The indictment in this case was against Wm. R. Johnson and one Anderson, and contained three counts ; the first two for obtaining money under false pretenses from one J. R. Thomas, and the third for larceny from the person. Johnson being alone on trial, demurred to the indictment, “on the ground that two distinct felonies were charged in it”; but the court overruled his demurrer.

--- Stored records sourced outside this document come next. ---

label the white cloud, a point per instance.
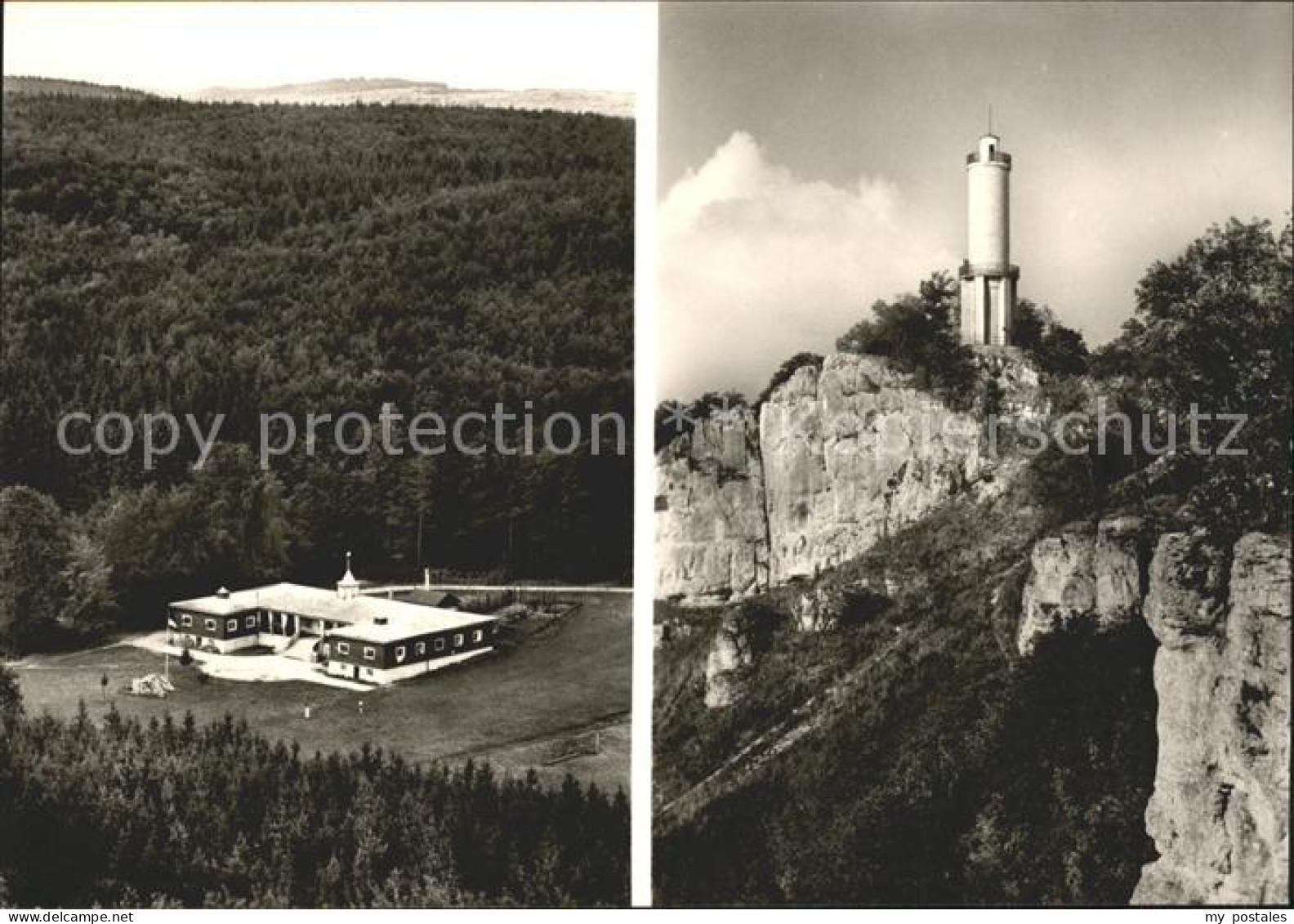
(757, 264)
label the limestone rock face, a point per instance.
(1219, 815)
(711, 533)
(1083, 576)
(850, 452)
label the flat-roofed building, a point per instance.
(367, 638)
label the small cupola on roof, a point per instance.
(347, 587)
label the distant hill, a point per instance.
(53, 86)
(422, 92)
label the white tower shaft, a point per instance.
(988, 277)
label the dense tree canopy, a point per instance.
(919, 334)
(232, 259)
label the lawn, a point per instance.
(505, 707)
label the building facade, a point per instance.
(988, 276)
(347, 633)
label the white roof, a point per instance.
(356, 613)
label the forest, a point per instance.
(939, 762)
(174, 815)
(166, 257)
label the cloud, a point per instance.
(757, 264)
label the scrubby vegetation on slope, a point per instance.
(176, 815)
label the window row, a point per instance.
(420, 649)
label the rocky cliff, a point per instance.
(1219, 815)
(839, 457)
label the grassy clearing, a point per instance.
(569, 676)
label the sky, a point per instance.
(811, 159)
(184, 47)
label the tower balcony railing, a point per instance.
(997, 157)
(967, 270)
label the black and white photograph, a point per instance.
(972, 507)
(316, 454)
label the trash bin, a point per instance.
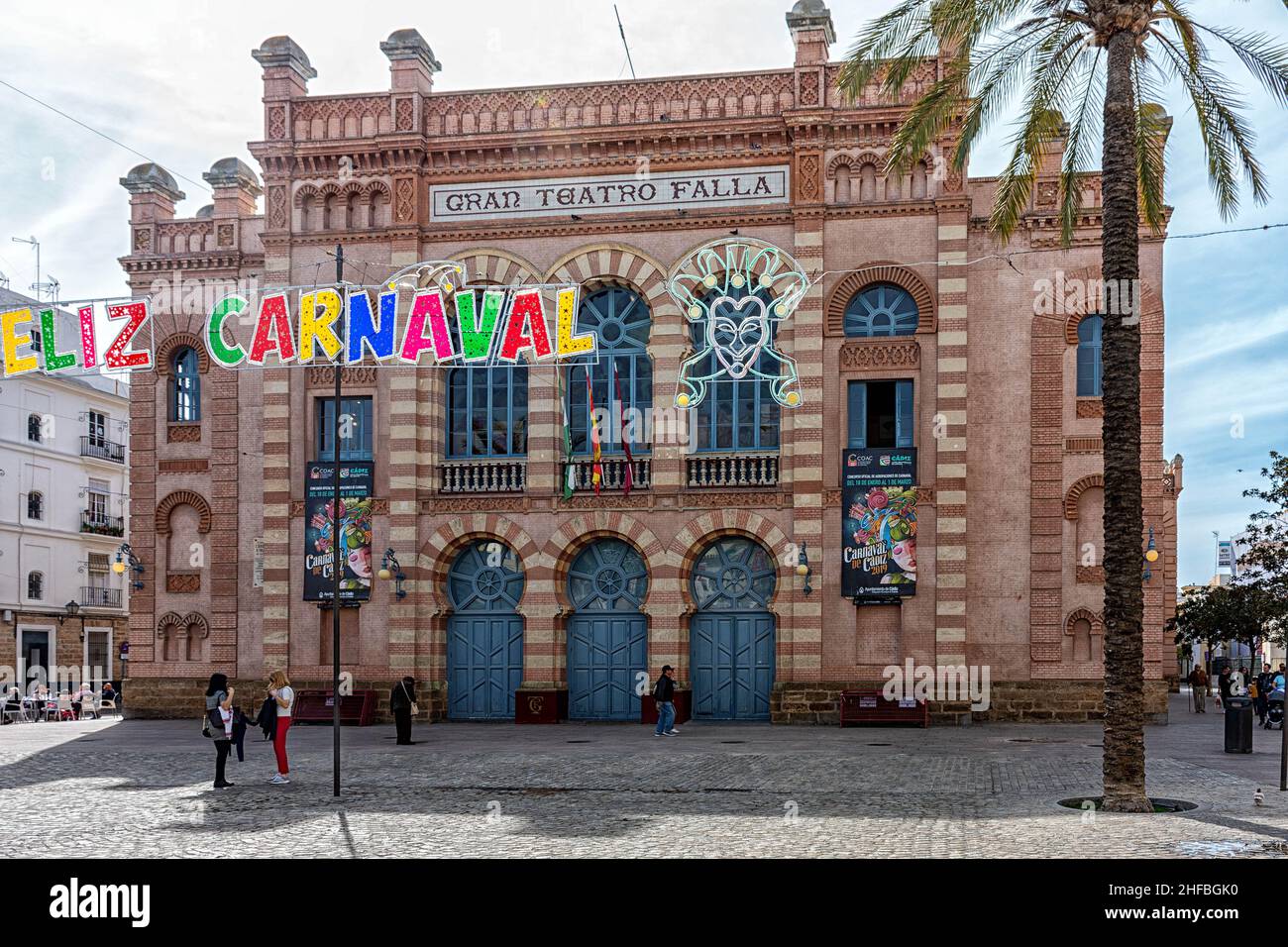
(1237, 724)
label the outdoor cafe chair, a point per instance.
(64, 707)
(89, 705)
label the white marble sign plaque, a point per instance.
(555, 197)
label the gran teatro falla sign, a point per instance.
(612, 193)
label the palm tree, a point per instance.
(1068, 55)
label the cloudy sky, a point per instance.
(176, 82)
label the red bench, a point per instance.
(316, 706)
(861, 707)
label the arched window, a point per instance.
(842, 184)
(184, 386)
(881, 309)
(737, 414)
(487, 411)
(1089, 357)
(621, 320)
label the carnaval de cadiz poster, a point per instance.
(879, 523)
(356, 501)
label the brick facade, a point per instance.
(1003, 440)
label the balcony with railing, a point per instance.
(101, 449)
(741, 470)
(102, 525)
(613, 474)
(483, 475)
(99, 596)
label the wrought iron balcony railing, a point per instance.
(102, 525)
(101, 596)
(613, 474)
(742, 470)
(101, 449)
(482, 475)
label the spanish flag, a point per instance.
(596, 466)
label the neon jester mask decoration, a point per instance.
(739, 290)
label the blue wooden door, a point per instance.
(732, 634)
(606, 634)
(484, 635)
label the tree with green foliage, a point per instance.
(1103, 62)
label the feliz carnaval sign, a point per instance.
(408, 322)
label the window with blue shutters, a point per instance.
(1090, 368)
(184, 386)
(879, 414)
(356, 428)
(881, 309)
(487, 411)
(622, 322)
(737, 414)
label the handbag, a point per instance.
(415, 707)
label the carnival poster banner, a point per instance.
(356, 502)
(879, 523)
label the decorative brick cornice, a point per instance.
(1070, 497)
(1098, 624)
(172, 343)
(1090, 575)
(1090, 407)
(325, 375)
(881, 354)
(176, 499)
(876, 272)
(184, 466)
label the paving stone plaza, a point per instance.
(142, 789)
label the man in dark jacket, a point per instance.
(1263, 689)
(1198, 688)
(399, 702)
(664, 694)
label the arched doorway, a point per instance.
(484, 635)
(606, 634)
(732, 633)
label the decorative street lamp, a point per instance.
(125, 554)
(803, 569)
(390, 562)
(1150, 556)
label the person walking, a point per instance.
(1198, 688)
(664, 694)
(279, 689)
(402, 702)
(1261, 698)
(219, 720)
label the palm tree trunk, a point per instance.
(1125, 522)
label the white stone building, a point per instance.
(63, 517)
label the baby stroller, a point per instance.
(1275, 709)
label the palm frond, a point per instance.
(1037, 127)
(997, 72)
(1227, 138)
(1078, 151)
(1150, 141)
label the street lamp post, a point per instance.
(335, 561)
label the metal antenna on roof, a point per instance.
(622, 31)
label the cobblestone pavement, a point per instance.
(142, 789)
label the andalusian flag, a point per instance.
(596, 468)
(629, 479)
(570, 467)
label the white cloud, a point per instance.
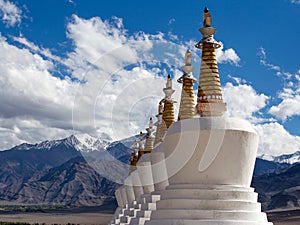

“On the trial,” as the bill of exceptions states, “the State offered one J. R. Thomas as a witness, who testified, that one Anderson (who is named in the indictment) introduced himself to witness at a steamboat about the wharf, and he thus became acquainted with him; that soon after their acquaintance, he was walking with said Anderson along one of the streets, in consequence of Anderson’s invitation, and was in conversation with him. The solicitor then asked the witness, what Anderson said in regard to himself, the place he came from, his occupation, &c.; to which question the defendant objected, because it was irrelevant, and because the declarations of Anderson could not be evidence against him, without first showing some connection or communication between them. The court overruled the objection, and the defendant excepted.”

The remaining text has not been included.